Have you been out before?

No, not here. Just to BlizzCon which we know is nearby.

Yeah, if you get a chance you have to come back in July for the single-player and Battle.net stuff.

Oh, we'll definitely be back. You guys might have to call security to get us to leave today.

Oh, great. That's awesome.



So, speaking about the game, when did you guys really first break ground on this? When was it officially, "Alright we have a team, we're gonna start working on this."?


So, just after the Frozen Throne shipped, which was in 2003 and actually quite a while after the first game, we made a decision to do it. Basically that process was talking with the leadership of the team and the team in general saying, 'Okay guys, what are we going to do next? We've just shipped this expansion, we don't think we're going to do another one for Warcraft 3, what are we gonna do?' And there was a lot of excitement about working on Starcraft 2.

So the big decision at that time was, 'Okay, well what does that mean?' You know, it could be anything. We could totally reinvent the wheel and go somewhere crazy, or either hearken the legacy. And so we chose to go that route. We really wanted to bring Starcraft to the next millennium, to 3D -- it's a 2D game. To bring people who maybe didn't have a chance to experience the original game to let them experience it. To have people that played the original come along, look at it, have that initial recognition, and excitement and then go explore it and say, 'Whoa, this is just different than I remember,' and in a good way.

We knew we wanted to separate from what we'd done in Warcraft 3, which was very hero-centric, stack-centric play – you know, 12 units at a time or less – and go back to Starcraft where you can push on multiple fronts and lots of fogger units and so on. So once we made that decision we were able to go from there. That was made in 2003, right after the Frozen Throne shipped, and then of course we ran up against World of Warcraft which was in heavy development at that point and trying to get out the door. So we actually had a lot of the team help out with that, myself included. I got pulled off to do some things as well, so the project didn't get a lot of attention at the time, although we did have a skeleton crew continuing through developing a new engine and all that, and then after WoW shipped, we started in earnest on this.

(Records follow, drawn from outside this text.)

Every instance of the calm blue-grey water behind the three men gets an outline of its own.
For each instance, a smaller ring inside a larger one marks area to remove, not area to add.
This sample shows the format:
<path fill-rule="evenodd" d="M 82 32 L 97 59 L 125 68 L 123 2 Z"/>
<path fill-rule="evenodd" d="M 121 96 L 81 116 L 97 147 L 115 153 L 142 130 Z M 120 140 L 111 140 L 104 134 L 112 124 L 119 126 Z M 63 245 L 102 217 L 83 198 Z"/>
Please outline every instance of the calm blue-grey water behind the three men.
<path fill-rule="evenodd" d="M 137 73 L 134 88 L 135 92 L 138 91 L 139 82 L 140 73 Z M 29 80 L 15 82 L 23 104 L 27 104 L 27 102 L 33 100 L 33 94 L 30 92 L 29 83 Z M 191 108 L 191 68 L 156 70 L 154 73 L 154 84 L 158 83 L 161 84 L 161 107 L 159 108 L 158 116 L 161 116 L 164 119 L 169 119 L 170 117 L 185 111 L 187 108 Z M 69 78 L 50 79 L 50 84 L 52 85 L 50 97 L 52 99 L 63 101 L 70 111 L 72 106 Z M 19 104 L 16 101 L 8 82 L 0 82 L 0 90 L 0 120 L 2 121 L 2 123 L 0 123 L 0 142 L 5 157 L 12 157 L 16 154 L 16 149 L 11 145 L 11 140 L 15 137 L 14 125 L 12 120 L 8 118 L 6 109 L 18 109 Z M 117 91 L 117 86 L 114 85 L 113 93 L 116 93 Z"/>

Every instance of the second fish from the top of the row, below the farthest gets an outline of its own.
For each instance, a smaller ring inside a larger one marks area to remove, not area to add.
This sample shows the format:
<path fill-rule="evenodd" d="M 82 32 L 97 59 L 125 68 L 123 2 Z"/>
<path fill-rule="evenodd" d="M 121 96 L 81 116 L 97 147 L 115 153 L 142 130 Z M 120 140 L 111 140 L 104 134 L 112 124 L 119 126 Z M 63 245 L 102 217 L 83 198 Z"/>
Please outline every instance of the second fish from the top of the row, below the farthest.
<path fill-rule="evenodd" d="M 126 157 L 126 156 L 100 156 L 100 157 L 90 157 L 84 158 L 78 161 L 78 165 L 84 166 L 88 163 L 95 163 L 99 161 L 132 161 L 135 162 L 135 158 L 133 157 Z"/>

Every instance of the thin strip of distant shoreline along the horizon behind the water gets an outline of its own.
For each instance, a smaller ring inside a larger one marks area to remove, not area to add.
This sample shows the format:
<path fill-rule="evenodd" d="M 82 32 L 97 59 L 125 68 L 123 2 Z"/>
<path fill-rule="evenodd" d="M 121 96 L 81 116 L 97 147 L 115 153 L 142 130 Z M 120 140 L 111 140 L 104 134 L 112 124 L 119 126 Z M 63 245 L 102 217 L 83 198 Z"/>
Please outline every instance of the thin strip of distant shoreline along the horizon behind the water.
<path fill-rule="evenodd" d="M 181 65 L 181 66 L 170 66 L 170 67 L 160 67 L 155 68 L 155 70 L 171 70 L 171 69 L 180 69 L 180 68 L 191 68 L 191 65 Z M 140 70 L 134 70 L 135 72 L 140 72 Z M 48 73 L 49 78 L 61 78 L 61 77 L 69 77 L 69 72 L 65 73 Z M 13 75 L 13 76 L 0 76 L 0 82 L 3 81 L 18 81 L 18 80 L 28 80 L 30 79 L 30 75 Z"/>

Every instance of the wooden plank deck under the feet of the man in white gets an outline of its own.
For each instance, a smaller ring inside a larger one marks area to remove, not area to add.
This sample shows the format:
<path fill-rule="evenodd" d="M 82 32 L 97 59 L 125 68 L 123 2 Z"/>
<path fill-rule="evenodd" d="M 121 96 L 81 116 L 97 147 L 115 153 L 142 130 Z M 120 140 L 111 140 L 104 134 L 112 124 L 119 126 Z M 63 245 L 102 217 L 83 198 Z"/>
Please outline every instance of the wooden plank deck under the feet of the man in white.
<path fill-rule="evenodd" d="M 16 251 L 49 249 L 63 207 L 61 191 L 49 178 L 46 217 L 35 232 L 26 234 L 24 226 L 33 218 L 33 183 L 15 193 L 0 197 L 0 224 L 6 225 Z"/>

As far as that development goes, it's so ... we want to do something big with single player, and we want to do something big with Battle.net, which were two of the directives we had in mind at the time. And so then it was like, "Okay, what does that mean?" And it's been figuring that out and going on that journey of what it is.

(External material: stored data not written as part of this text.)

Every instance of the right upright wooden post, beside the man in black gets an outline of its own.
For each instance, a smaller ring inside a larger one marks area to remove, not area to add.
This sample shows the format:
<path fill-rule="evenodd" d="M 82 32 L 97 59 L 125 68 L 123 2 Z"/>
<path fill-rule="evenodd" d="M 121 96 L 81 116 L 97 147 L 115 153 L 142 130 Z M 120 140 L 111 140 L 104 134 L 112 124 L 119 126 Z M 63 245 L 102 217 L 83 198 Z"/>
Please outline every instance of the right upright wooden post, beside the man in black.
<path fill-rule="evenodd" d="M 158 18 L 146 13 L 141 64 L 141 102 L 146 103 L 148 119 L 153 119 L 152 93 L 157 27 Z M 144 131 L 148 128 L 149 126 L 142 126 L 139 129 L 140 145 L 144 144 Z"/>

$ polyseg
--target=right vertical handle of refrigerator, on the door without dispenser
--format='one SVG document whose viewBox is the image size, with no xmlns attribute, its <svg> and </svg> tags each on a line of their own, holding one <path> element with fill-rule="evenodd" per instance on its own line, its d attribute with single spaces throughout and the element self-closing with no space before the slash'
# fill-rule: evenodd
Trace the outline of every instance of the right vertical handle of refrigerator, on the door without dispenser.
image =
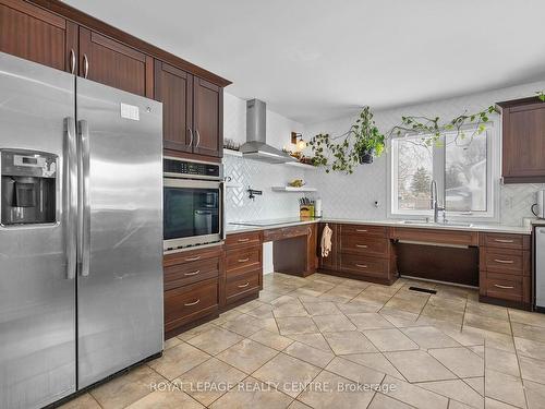
<svg viewBox="0 0 545 409">
<path fill-rule="evenodd" d="M 89 202 L 89 127 L 78 121 L 80 133 L 80 274 L 87 277 L 90 270 L 90 202 Z"/>
</svg>

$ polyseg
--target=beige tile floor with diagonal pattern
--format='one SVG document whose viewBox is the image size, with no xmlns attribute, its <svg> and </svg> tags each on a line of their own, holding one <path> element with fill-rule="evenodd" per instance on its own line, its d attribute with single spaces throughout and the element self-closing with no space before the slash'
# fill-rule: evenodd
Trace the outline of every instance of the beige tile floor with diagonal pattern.
<svg viewBox="0 0 545 409">
<path fill-rule="evenodd" d="M 322 274 L 166 342 L 65 408 L 545 408 L 545 314 Z"/>
</svg>

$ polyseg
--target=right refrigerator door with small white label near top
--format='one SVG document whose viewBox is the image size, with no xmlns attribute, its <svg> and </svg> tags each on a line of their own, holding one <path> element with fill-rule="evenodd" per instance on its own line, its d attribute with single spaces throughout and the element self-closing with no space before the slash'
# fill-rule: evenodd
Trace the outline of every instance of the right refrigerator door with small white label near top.
<svg viewBox="0 0 545 409">
<path fill-rule="evenodd" d="M 76 89 L 82 388 L 162 350 L 162 105 Z"/>
</svg>

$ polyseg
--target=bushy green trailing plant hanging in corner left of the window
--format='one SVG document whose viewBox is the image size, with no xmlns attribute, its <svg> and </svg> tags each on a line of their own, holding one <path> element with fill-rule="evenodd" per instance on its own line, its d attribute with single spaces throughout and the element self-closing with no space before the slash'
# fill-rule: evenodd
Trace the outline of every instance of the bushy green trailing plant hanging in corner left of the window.
<svg viewBox="0 0 545 409">
<path fill-rule="evenodd" d="M 336 140 L 341 142 L 334 142 Z M 353 173 L 359 164 L 373 163 L 373 157 L 380 156 L 385 151 L 385 144 L 386 136 L 376 127 L 373 112 L 367 106 L 344 134 L 331 137 L 327 133 L 320 133 L 308 142 L 314 153 L 314 165 L 325 166 L 326 172 L 336 170 L 346 173 Z M 326 149 L 334 157 L 331 163 L 326 156 Z"/>
</svg>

Has the new iteration of Battle.net affected the game development or vice versa?

There's little components there as far as what it's affected. Yeah, so it did certainly with micro-decisions. As one big example, one of the things we wanted to do, we've always had a really robust editor, and so what you saw this morning was our score screen, which sounds kind of trivial. It's just a score screen that shows you a summary. But the way it's working now, it's completely data driven: so the map tells the service "Here's the things I want to track, and now display it on screen back to me." And that's something we never had in our previous games. and that's where the service, the online service, is actually requiring something from us to do on the dev side to make sure that we have this functionality working in the editor, and that we describe our maps in a particular way.

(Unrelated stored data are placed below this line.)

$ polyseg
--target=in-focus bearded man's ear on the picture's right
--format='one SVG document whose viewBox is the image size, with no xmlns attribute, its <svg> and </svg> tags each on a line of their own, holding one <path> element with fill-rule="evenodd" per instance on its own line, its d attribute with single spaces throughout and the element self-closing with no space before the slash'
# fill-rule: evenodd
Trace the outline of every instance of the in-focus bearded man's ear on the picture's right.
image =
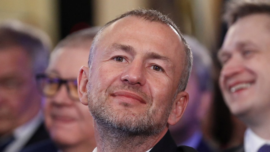
<svg viewBox="0 0 270 152">
<path fill-rule="evenodd" d="M 184 111 L 188 105 L 189 94 L 188 92 L 179 92 L 173 102 L 172 111 L 169 115 L 167 123 L 175 125 L 183 116 Z"/>
</svg>

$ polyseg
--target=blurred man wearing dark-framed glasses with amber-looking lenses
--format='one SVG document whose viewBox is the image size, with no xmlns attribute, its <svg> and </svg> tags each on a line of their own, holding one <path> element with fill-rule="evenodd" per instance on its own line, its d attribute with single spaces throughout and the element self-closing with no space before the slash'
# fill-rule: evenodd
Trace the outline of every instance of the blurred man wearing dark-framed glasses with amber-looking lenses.
<svg viewBox="0 0 270 152">
<path fill-rule="evenodd" d="M 92 151 L 96 147 L 93 119 L 80 103 L 77 75 L 87 65 L 90 46 L 98 28 L 83 29 L 68 35 L 52 51 L 45 74 L 38 76 L 43 95 L 45 124 L 52 142 L 44 142 L 27 152 Z"/>
</svg>

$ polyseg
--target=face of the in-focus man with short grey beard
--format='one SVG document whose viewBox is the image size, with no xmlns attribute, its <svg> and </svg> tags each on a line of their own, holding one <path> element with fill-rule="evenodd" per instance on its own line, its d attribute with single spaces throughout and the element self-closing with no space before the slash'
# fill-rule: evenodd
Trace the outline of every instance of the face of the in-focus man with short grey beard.
<svg viewBox="0 0 270 152">
<path fill-rule="evenodd" d="M 168 25 L 128 16 L 108 26 L 90 69 L 88 107 L 97 123 L 133 133 L 167 124 L 184 64 Z"/>
</svg>

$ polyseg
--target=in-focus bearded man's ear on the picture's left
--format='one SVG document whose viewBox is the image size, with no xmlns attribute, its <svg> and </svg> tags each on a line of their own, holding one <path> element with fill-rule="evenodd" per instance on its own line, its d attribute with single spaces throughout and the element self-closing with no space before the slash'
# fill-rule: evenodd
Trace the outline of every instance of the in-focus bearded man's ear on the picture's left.
<svg viewBox="0 0 270 152">
<path fill-rule="evenodd" d="M 78 94 L 80 98 L 80 102 L 84 105 L 88 105 L 87 102 L 87 83 L 89 77 L 89 68 L 86 66 L 82 66 L 80 68 L 77 82 L 78 82 Z"/>
</svg>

Then the power that gives the end-user, is they can now make their map – their Defense of the Ancients, or their tower defense, or whatever kind of map thing they come up with and imagine in their mind – they can custom make a score screen that works specifically for their game. So there are examples like that throughout the game. What we're doing with the multiplayer game and the core mechanics and the core balance ... that's the game. That's what we're setting out to do and there's not any requirement on the Battle.net side. And that's true with the single player story as well.